「きみはあの頃、作田良樹と交際していたんだったな。知らなかったとはいえ、無体を働いた。きみと彼を裂いたのは俺だ。だけど未来を一目見て、俺の子だと確信した。きみにとっては不本意かもしれない。だけど、これからは俺にきみと未来を守らせてほしい」
「豊さん……」
「好きだ。もう、昔の男には会いにいかないでくれ」

奥村フーズのため。望をおびき出すための人質。
様々な理由の裏にあったのは、彼の純然たる愛情だった。豊さんが私を好きだったなんて信じられない。

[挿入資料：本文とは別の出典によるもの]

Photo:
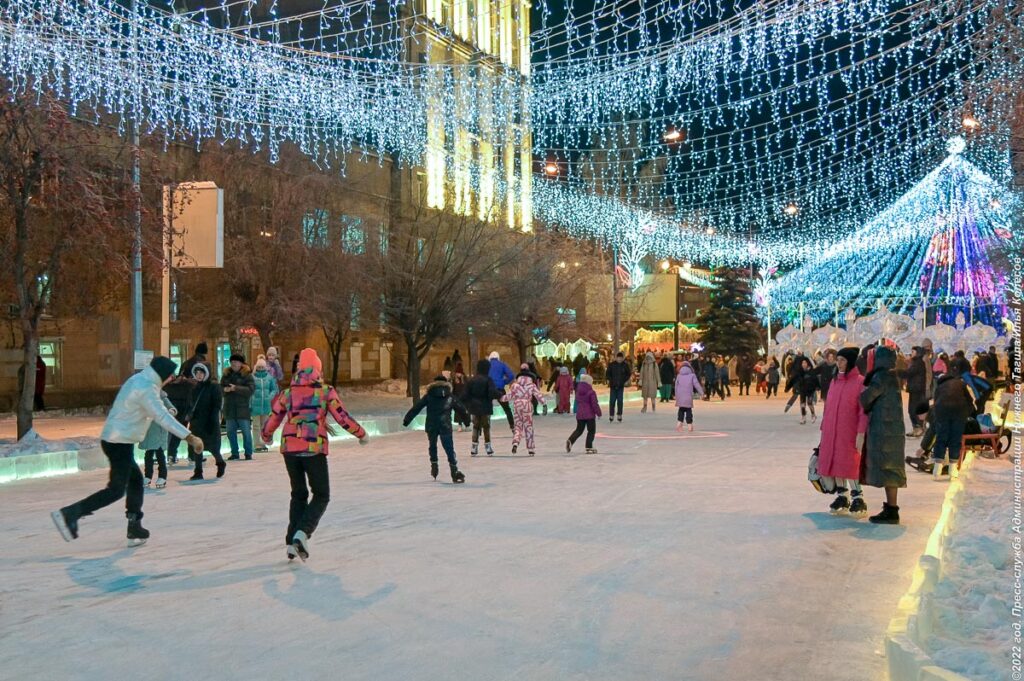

だけど、こうして精一杯想いを告げてくれる彼に、私の両目には涙があふれていた。

「豊さん、私、作田くんとは交際していないんです」

真実を言おう。彼の勇気の分を私も返さなければならない。

「作田くんとは望の捜索でずっと連絡を取りあっていました。豊さんに結婚と言われたときに頼れる男性が彼しかいなくて、彼の奥さんの了承も取って、父親役をしてもらったんです。だから、未来の父親は間違いなくあなたです。豊さんの子どもだと思って産み、育ててきました」

うつむき、涙をぬぐいながら言葉にする。私の八年にも及ぶ想いを。

「ずっとあなたに憧れてきました。婚約者のいるあなたへの恋はいけないと抑え込んでいた。弟がしたことで、嫌悪される立場になったのがつらかった。それなら、せめて最後に思い出がほしいと思ってしまいました。謝罪を利用して、あなたに抱かれたのは私の意思です」
「明日海」

豊さんが腕を伸ばす。迷いはまだあった。だけど、もう気持ちを抑えられない。
駆け寄って彼の身体に腕を回すと、力強く抱きしめられる。